Even he draws the line at her blindly following his decrees when his wife actually dies and his wife actually says, “Well, we don't have to go to the funeral, Mom and Dad said they'd make it.” 

Sharon actually thinks this is a good idea until he reminds her about why she moved out to California in the first place. 

***

Jack still can't believe that Sharon manages to remember to write to him on a semi-regular basis and is more than a bit annoyed when she makes noises about wanting to move back to Small-Town Connecticut, and that she's actually serious. He's a California man through and through, and hates that she's still not happy there. He hates Stoneybrook, with all of Sharon's pretentious twit friends (he's pretty sure her friend Marjorie barely has two brain cells to rub together) and all her friends from what Rita and Charles call her 'dark period', which he presumes is a way of telling her they still don't approve of her decision to attend a public high school. Hell, he doesn't really like Rita and Charles that much-he hates how they treat Sharon and doesn't understand why she insists that they've gotten better. 

They have their first knockdown argument about it and he half promises that they'll go back someday, not intending to go through with it. 

***

“Of course I write to Richie,” he hears her talking to her friend Miyoshi, who's visiting for the week, and he grits his teeth, annoyed at the jealousy he feels. “Not all that often, but I do when I remember. Why, has something happened?”

“No, I don't think so. Mother hasn't mentioned anything to me,” Miyoshi replies, shrugging her shoulders as she and Sharon drink their wine coolers and eat sushi. “I think that he's getting better, though. Mother says that he's struck up a friendship with Edie Thomas. She lives next door to him.”

His wife lights up a cigarette, taking a quick drag. “I know. I saw him the last time Jack and I were in Stoneybrook. Not for very long, just for a minute after I saw your mother.” 

He reminds himself that it's foolish to be jealous of her visiting her old boyfriend, after all he's seen his old flames, but somehow he still feels that it's different.
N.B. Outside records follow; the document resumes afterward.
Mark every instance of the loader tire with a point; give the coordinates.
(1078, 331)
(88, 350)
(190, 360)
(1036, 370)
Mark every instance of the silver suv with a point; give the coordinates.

He chances a glance at the clock, hoping that it would be time to go get Dawn and Sunny at Vista-or even Jeff at Rob's-but it isn't. He rationalizes that he can't ignore them forever, tempting though it is, and so he joins his wife and her best friend on their deck, beer in hand. He kisses Sharon on the lips, playing the role of doting husband, like she hadn't been talking about visiting her ex-boyfriend mere minutes before. 

***

Dawn turns nine. 

Jeff turns six. 

They spend both the kids' Christmas and February breaks in Stoneybrook, Jack gritting his teeth the entire time, just to appease his increasingly irrational wife. He discusses banking with Charles, gardening with Rita, all while counting down the days until they can go home. Much to his annoyance, Dawn and Jeff enjoy visiting their grandparents in Connecticut. In fact, they love it. They love the snow (Jack hates the snow), they love the fact that Rita and Charles constantly indulge their love for sweets and movies (Jack wishes they wouldn't do that), and they've even managed to make friends (Jack can't begrudge them that, but he wishes they hadn't). 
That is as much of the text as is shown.